I'd definitely add a bubble-counter/gravity trap to any yeast based system. You can make one from a small pop bottle.
Yeast based CO2 is high maintenance and can lead to varying CO2 levels which in turn results in algae and sporadic growth. Not to mention fluctuating PH levels - although within limits (0-30ppm CO2) the PH variance caused by CO2 levels is not harmful to fish.
I would not recommend spending money on a commercial yeast based system if money is tight. They really are little more than a bottle and length of pipe.
For a pressurised system I would heartily recommend a PH controller rather than a timer - although this adds another ?40-?140 to the cost of the system it allows precise CO2 levels to be maintained. I've noticed that occasionally my regulator shifts from 30 bubbles a minute to something closer to 3000. Without the PH controller the tanks PH would dive and my CO2 would run out very quickly. The valve also sometimes closes on its own, but then I see the controller measuring ph 6.9 rather than 6.8 and I take a look in the cupboard to see whats wrong. (Of course I could buy a better regulator too)
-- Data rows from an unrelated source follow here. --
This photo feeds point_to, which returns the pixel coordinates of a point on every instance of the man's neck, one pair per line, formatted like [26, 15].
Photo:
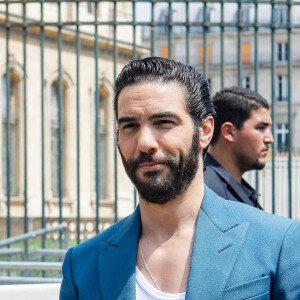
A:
[226, 159]
[167, 238]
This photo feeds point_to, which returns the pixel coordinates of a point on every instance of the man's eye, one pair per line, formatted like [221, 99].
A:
[129, 126]
[164, 122]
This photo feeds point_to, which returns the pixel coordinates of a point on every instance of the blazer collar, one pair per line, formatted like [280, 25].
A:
[117, 260]
[222, 172]
[218, 240]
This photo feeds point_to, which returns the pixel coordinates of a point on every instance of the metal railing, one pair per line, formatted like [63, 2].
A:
[26, 264]
[77, 36]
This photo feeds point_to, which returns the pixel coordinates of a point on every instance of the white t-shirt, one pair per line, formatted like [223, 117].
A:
[145, 291]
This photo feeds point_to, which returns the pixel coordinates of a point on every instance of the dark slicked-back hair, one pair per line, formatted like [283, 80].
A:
[235, 105]
[164, 71]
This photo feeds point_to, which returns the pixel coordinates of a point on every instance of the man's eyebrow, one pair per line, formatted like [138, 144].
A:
[264, 124]
[126, 119]
[165, 115]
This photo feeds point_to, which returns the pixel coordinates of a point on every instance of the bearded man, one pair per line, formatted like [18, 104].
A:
[183, 241]
[241, 140]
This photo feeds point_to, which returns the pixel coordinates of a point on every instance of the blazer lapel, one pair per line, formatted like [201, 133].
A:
[117, 260]
[218, 240]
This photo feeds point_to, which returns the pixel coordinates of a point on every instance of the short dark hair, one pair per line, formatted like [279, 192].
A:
[234, 105]
[156, 69]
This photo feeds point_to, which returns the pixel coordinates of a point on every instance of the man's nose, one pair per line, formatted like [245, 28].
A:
[269, 137]
[147, 141]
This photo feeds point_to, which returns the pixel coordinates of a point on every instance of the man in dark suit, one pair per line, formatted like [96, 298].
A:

From what you said about budget I'm guessing the pressurised CO2 kit is out of reach at the moment - keep an eye on ebay for bargains.
This was my yeast based system before I moved to a pressurised kit.
Hi Mike how do you regulate the amount of CO2 entering the tank, and how do you stop it from flowing when the lights are off as this is important, due to the fact that plants do not dissolve CO2 in the dark, and that a regulator is required to stop your PH being lowered too much. I have actually got my PH down to 4 using CO2, (without the fish in the tank). If you start with hardwater this is not so bad but if like me you start with a ph of 6.8 the Ph can fall drastically if it is not controlled properly thus the need for a bubble counter and tap to stop the flow when you turn off the lights.
edit// sorry crossed with EagleC. But I agree with Eagle as I to have a PH controller, but I was trying to keep costs down to a minimum for Christina. The 602 does come with a PH monitor that goes in the tank and registers the PH by colour.
You can't turn off a yeast based solution without risking the bottles exploding (this is bad).
You can set an airpump to run, and this could be just at night but running it 24/7 will also work. Although you will waste 60% of the generated CO2 during the day you will keep the PH and O2 levels more constant.
I worked out a way to regulate yeast based CO2 without risking an explosion but it requires an airpump, PH controller and a solenoid. Bought separately these items are nearly as expensive as a budget pressurised kit from ebay!
No you dont have it running all the time. You only need to add CO2 during the hours the lights are on as plants do not dissolve any Co2 in the dark. You will need a way of shutting off the tubes at night so as no CO2 gets in your tank as this would play havoc with your PH.
EDit// Sorry Eagle, did it again. I didn't want to mention the blowing up bit... thanks for doing that bit
My Ph seems to stay at a constant 7.6 and and i have very hard water where I live, and have a JBL ph monitor that is stuck to the glass http://www.jbl.de/factmanager/index.php?lang=en. I do use a clamp to restrict the flow during the night and release it in the morning the presure doesn't seem to get too high as it's not shut completely so tiny amount does enter the tank (use a bubble counter to check this), I have thought about having another tube coming off as a release system. If I could afford a high tech system i would but I have no loacal suppliers that supply CO2 bottles and sending away for them would cost me to much.